Non perché io sia di sinistra, non è una questione di fazione politica. Per me, undicenne che andava con suo padre al cinema a vedere un film di sport, oggi, adulta, mi sento ingannata.
Avevamo già i film adrenalinici a rendere terroristi i russi, perché anche tu Rocky ti piegavi alle logiche della guerra fredda?
Dovevi perdere Rocky, anche se Ivan Drago l’aveva fatta grossa uccidendo a cazzotti il tuo amico Apollo, anche se la me undicenne si è commossa chiaramente. Anche se ci hai regalato perle come Ti spiezzo in due indorandoci, in un impossibile scenario nel quale i russi dipinti come regime militare che ti applaudono “a casa loro”, un Se io posso cambiare, anche voi potete cambiare!
No Rocky, avrei preferito che mi spiegassi meglio. Non aver certo potuto capire gli scenari e gli equilibri geopolitici a undici anni ovviamente, ed è bene dirlo non credo che ci sia un undicenne in grado di poterlo mai fare, e non credo che sia compito di un undicenne capire questioni che nemmeno gli adulti capiscono appieno, però nemmeno così, con l’inganno, raffigurando un popolo che non era proprio così.
Mi diventavi idolo con una bugia.

E noi, ragazzini decenni cosa siamo diventati dopo Rocky? Ci hanno apparecchiato al berlusconismo? Ci hanno apparecchiato al mito della Quinta Strada a Manhattan sfociata in Sex and the city? Ci hanno apparecchiato a non capire mai bene il ruolo dei russi nella Seconda Guerra Mondiale? Ci hanno apparecchiato ai quarantenni di oggi cresciuti nel mito di quell’America con film come Vacanze in America dei Vanzina?

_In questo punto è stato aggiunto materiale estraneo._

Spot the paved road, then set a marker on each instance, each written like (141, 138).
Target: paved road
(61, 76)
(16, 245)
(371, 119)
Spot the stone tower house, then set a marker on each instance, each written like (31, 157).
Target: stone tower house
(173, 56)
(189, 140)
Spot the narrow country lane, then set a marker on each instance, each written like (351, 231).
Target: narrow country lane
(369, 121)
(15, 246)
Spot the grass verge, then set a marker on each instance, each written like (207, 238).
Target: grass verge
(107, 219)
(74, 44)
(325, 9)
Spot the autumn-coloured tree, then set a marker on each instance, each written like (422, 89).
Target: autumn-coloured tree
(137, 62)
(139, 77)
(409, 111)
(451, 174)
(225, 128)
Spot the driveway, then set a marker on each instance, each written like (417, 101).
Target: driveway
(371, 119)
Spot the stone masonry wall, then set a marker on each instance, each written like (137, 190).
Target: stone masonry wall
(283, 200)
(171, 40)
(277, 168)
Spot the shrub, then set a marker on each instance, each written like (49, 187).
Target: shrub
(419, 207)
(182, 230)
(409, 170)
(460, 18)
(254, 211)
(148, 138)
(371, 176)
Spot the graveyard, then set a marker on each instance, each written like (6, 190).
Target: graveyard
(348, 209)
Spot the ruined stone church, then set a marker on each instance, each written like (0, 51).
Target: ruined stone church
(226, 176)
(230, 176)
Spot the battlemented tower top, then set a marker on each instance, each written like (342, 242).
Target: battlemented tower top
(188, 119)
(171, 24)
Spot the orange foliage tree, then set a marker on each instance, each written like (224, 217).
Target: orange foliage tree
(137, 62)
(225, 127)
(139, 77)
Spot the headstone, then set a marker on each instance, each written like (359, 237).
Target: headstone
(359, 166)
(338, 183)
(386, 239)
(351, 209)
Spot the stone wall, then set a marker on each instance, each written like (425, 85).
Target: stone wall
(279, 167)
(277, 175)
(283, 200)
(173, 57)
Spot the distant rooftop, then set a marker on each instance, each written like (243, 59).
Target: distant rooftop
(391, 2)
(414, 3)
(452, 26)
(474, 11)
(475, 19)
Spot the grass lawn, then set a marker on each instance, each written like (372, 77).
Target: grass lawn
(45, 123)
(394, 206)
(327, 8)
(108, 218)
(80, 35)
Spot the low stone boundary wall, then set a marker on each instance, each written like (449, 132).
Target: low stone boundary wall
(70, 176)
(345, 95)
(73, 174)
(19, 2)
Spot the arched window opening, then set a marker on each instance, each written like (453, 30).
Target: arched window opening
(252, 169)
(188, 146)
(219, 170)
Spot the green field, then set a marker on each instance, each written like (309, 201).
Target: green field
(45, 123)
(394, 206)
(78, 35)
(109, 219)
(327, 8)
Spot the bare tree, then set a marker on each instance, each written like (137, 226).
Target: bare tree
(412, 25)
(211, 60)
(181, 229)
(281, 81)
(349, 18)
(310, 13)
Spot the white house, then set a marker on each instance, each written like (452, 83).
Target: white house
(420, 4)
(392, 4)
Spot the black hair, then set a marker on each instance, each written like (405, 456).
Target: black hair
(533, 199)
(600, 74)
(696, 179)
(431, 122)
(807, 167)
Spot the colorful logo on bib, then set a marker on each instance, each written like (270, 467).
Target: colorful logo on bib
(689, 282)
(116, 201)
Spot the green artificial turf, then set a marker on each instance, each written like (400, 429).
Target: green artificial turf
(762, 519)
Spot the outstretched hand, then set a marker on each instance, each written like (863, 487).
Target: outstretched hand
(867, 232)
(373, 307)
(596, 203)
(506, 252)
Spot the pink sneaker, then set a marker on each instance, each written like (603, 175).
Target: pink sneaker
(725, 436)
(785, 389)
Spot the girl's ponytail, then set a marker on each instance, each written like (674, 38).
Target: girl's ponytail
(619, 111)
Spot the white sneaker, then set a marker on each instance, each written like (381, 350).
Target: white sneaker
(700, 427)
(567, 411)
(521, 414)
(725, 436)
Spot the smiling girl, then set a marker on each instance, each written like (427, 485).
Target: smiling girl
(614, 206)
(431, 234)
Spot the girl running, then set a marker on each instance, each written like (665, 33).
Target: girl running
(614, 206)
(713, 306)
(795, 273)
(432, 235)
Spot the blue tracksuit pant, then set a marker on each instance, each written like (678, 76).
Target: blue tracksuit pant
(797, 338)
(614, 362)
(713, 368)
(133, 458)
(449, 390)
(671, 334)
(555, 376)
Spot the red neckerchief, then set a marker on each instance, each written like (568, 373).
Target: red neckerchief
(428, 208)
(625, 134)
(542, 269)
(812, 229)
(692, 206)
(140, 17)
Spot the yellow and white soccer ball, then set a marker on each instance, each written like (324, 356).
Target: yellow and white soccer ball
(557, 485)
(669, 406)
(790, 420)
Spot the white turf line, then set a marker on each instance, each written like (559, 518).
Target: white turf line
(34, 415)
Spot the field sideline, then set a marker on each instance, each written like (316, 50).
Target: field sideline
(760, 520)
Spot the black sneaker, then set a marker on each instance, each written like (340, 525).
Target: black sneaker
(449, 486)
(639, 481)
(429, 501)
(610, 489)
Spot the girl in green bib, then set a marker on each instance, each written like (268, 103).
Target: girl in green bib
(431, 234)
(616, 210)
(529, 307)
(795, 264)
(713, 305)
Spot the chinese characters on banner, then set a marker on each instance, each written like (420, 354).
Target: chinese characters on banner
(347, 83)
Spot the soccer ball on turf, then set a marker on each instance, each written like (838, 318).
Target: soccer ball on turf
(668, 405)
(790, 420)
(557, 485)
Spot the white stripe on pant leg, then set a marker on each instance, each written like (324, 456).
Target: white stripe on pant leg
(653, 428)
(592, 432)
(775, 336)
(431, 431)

E noi, cosa siamo diventati?
Gregge insoddisfatto che ha creduto a una bugia o persone che tutto sommato sono cadute in piedi applaudendo un italoamericano dalla faccia storta e tumefatta di pugni?
Cosa?

L’ultima volta che ho incrociato Rocky, la serie veniva trasmessa da Sky.
Ho sorriso, pensando a quella bugia.
Ho sorriso con il sorriso degli sconfitti, come Rocky sul tappeto dopo aver perso ai punti contro Apollo in quel lontano film del 1975.